The big fluffy flakes of snow yesterday were such a gorgeous surprise and delight. But as so many evidences of grace and amaze, it was all for the moment and meant nothing about the cancelling of school on Friday. From Genesis on through yesterday’s snow flakes it’s clear that if there is a God then God is a great tease.
I’m much looking forward to hearing what you all have wondered about further in the Jacob & Esau story to bring to break and share on Sunday. There is so much in their strange relationship that surprises even them. I’m also struck how the Biblical narrative so often does not make clear whether something is praiseworthy or not. Jacob expects to be slaughtered by a raving Esau when Jacob returns to Canaan, but Esau welcomes him with open arms and gladness. The Bible doesn’t say that that is good of Esau, or bad of Jacob to have expected the worst. Genesis 36 is a full chapter of the descendants of Esau who, from Esau on, are all mixed with the various other peoples of the area, Canaanites, Hittites, Horites, Edomites and more. Unlike Abram seeking a wife for Isaac from his own people, and Isaac’s wife sending Jacob back to her brother Laban to find a wife of her own people, Esau and his descendants who settle at last in Edom are a mixed bag of peoples. The line of Esau is, in modern parlance, interdenominational and generously diverse.
But that’s not the story of the line of Abraham bearing the blessing and the promise through Sarah, through Isaac and Rebekah, through Jacob and Rachel and Leah and their handmaidens. The covenant of Abrahamic blessing is a rigorously restricted cataract of narrow promise.
In contrast to Esau and his descendants, once Jacob settles in Shechem in Canaan at the end of Genesis 33, we are given the story of Dinah, the daughter of Leah and Jacob. Dinah “went out to visit the daughters of the land”, i.e., the Canaanites at Shechem, and Shechem, the son of the chief of the country, rapes her. Shechem, tho’, is no brute, and falls in love with Dinah, and asks his father to arrange for a wedding. In touchy negotiations Jacob remains in the background, but his sons are very angry. They arrange to agree to Dinah’s marriage to Shechem if he and all the Canaanite men of Shechem agree to join with Jacob’s family by undergoing circumcision, which they do.
Three days after the circumcision of the men of Shechem, “when they were in great pain”, Simeon and Levi, two of Jacob’s sons, enter the city and kill all the males. The other sons of Jacob come and make off with all the goods and still living people of Shechem. Jacob is dismayed and afraid all of Canaan will attack his vulnerable family, but his sons answer, “Should our sister be treated like a whore?” Jacob and the narrator have no answer.

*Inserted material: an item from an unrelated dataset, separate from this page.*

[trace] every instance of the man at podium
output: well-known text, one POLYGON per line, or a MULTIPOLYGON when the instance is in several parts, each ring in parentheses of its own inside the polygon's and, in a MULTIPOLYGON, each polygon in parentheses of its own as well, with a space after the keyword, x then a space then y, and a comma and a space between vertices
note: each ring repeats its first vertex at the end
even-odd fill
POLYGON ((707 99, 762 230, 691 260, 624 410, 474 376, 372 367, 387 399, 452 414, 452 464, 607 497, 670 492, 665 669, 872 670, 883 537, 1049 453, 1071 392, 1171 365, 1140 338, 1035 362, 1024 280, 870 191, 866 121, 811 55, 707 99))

The subsequent story of Joseph’s conflict with his brothers in Genesis 37 which sees Joseph sold into slavery in Egypt, and then of Judah, another of Jacob’s sons, uneasy relationship with his daughter-in-law, Tamar, in Genesis 38, give no cheerier picture of this family of God’s chosen people.
What does this all mean to remember? How do we remember it and why? If this is the book of God’s revelation to us, what is being revealed? Who wants to look or listen?